“Move to the cloud,” they said. “It’s better up here," they said. "You just click your heels together three times and you are whisked away from that on-prem nightmare, to a more divine plane of existence,” they said.
Apparently, they lied.
Research from the Cloud Industry Forum (CIF) found that over a third of senior IT decision makers believe that their cloud service provider could have done a better job at supporting their migration over to the cloud.
“The transition to cloud services has, for many, not been as straightforward as expected,” says Alex Hilton, chief executive of the Cloud Industry Forum. “Our latest research indicates that the complexity of migration is a challenge for a significant proportion of cloud users, resulting in unplanned disruption to the business.”
The CIF polled 250 senior IT and business decision-makers from both the public and private sectors, and found just 10% said that their migration could not have been improved, while a third wished the cloud provider had offered better initial support. The complexity of migration to cloud was difficult for 38%, while 30% encountered difficulties relating to data sovereignty.
So what is going wrong? Is this a case of end-users not equipping themselves with the information necessary to ensure a smooth transition? Or is it that cloud service providers are not managing the relationship or the process correctly?
The reality is probably a little of both, but from a provider’s perspective, it should be more of the later. Remember, the customer is always right. As Hilton points out, “cloud service providers need to be better at either setting end user expectations or easing the pain of migration to their services.”
It seems an automated response, from many CSPs, is to push a little of the blame back on customers; but the truth is, and all good sales and marketing professionals will agree, that it is the responsibility of the provider to identify pain points and do everything possible to address them. The industry has sold a vision to the business community and it is now the industry’s duty to fulfil those promises by any means necessary.
This chasm, between cloud nirvana and a nimbostratus nightmare, is perhaps one of the single largest opportunities for the channel community today
Never not one to have an opinion on anything cloud related, former Dragon and co-founder of Outsourcery Piers Linney has weighed in on the results, stating that a successful migration to the cloud requires more than a pinch of enthusiasm.
“Moving to the cloud is often more complex than just flicking a switch to get an off-the-shelf-service. Depending on the cloud service being adopted, data will have to be transferred and staff migrated to new ways of working. It can be a complex process,” Piers pointed out.
“IT leaders looking for a provider should first assess their existing in-house skills and experience to understand how reliant they will be on the supplier to ensure a smooth transition. Equally, cloud suppliers need to be more sensitive to their customers’ requirements and tailor their service to the level of support needed for successful cloud adoption.”

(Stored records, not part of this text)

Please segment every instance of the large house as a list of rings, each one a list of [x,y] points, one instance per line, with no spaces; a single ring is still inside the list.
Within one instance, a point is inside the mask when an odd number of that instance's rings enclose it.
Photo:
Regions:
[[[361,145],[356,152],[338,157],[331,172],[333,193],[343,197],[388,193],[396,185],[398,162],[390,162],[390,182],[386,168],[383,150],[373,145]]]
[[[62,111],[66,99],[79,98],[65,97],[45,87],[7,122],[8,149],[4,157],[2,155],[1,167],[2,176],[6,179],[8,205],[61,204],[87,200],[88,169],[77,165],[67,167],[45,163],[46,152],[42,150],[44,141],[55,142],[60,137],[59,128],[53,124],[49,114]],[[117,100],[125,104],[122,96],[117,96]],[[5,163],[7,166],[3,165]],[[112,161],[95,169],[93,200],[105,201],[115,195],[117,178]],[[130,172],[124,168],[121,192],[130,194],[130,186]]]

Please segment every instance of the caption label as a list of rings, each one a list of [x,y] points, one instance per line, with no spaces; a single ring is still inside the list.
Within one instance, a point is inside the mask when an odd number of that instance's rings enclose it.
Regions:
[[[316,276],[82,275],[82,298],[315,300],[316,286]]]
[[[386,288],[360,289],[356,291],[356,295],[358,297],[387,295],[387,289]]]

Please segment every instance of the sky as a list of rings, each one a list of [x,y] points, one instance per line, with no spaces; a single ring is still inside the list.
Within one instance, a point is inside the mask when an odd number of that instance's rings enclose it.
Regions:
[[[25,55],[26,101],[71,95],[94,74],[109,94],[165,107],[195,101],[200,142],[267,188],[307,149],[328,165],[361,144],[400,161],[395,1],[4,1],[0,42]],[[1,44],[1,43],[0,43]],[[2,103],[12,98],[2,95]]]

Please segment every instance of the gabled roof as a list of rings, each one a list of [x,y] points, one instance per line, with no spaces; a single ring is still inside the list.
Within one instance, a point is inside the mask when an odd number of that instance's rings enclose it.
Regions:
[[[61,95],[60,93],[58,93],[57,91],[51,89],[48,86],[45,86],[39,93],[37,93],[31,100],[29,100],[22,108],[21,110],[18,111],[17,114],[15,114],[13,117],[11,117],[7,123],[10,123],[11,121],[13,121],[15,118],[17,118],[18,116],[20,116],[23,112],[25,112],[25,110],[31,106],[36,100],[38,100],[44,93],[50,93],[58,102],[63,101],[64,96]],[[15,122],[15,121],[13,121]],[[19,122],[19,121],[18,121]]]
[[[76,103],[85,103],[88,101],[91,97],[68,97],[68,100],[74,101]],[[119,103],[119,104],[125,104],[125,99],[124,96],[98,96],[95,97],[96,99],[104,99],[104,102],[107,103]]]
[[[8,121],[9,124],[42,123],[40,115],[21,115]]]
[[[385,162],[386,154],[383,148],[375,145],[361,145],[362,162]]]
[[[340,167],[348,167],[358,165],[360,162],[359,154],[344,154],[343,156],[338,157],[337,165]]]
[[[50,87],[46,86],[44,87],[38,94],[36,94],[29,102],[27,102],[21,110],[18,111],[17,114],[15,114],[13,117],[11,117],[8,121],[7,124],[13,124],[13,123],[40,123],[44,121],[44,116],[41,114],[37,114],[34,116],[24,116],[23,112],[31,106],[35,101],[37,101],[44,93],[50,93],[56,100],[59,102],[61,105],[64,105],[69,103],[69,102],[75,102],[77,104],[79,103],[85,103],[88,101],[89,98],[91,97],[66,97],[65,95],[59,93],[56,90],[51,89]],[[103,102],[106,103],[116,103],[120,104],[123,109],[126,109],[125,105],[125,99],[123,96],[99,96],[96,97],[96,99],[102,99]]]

The only duty that should be placed on the customer is one of due diligence, ensuring that they take the appropriate measures to guarantee that a provider is capable of meeting their needs. As Linney puts it, they need to “get under the bonnet of their potential cloud provider, make sure that the have a strong and highly integrated stack of partners and a proven track record of delivery for other customers with needs similar to their own”.
Pain points equal opportunity for the channel
This chasm, between cloud nirvana and a nimbostratus nightmare, is perhaps one of the single largest opportunities for the channel community today. The cloud has fundamentally transformed the value proposition for many resellers and it is pain points like these that allow providers to regain their competitive advantage.
“This starts with investing time in understanding the needs of customers and the channel and then creating a solution that is tailored to those needs,” says Adrian Hipkiss, vice president & managing director EMEA at ShoreTel.
"Simply taking a solution developed for a country or market and launching it in another often leads to problems during or post implementation. It is clear that cloud solutions address many business challenges but it is equally important to understand that choosing the correct cloud solution and implementing correctly is key to ensuring it meets the original expectations. Failing to identify challenges and issues and to invest in solution design and project management are the most common mistakes new entrants into this market make."